If all other options have been exhausted and redundancy is the only way forward, then one way to begin the redundancy process can be to offer voluntary redundancy and see if any employees will accept. Offering voluntary redundancy has some benefits including:

·      Offering employees, the chance to leave if they are already disengaged or looking for another career opportunity

·      Maintains some morale within business as this is seen as fair

·      Removes the need to create redundancy criteria and select employees based on the criteria

Of course, there are disadvantages to this approach as you may end up losing the employees you need to keep the business successful or those with the skills you really need. This could also entail higher costs as those with the higher financial benefit tend to be the ones who want to go with their redundancy payment which may mean you pay higher amounts than if you went for a compulsory redundancy option.

Top Tips

Any redundancy situation is stressful  for all involved. To support with redundancy situations here are some top tips to follow –

1.      Establish a fair process – To support employees during this time it is important to follow the ACAS guidance on redundancy and any internal policies which you may have. It is important for employees to have confidence in the process as this will help with acceptance of the situation and support the employees who remain. Ensuring you follow a fair and balanced process will also limit the likelihood of a tribunal claim being made.

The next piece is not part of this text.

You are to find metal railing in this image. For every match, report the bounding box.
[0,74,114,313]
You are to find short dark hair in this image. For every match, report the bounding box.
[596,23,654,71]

2.      Selection – Redundancies should arise from a genuine business reason which can be explained to employees and justified.. You will need to establish where in the business the cuts will come from and from this how many positions are being made redundant – this will then determine those who are at risk of redundancy known as the pool. Remember the selection pool will not always be limited to those currently in the role but may stretch out to include all those completing similar tasks.


3.      Communication – You should inform and consult employees as soon as possible with the news of redundancies and be transparent about the reasons. Allow employees the opportunity to come up with suggestions on ways to avoid compulsory redundancies and any cost saving measures which can be made. Consulting with employees appropriately, with compassion and support, and following the ACAS guidance on redundancy is essential if you want to keep the costs to a minimum and continue turning the business around.



4.      Calculating redundancy pay – When you have confirmed those who are to be made redundant it is important to calculate the redundancy settlement for employees quickly and accurately including any notice, statutory redundancy pay and any contractual redundancy entitlements. Gov.UK has a calculator to help you work our statutory redundancy pay and Breath HR also have a free calculator available here



5.      Maintain accurate records – The CIPD recommends keeping full records of redundancies and each stage of the process for 6 years. You should include all correspondence between yourself and each employee in these records. It is important to keep these files in case of any future disputes.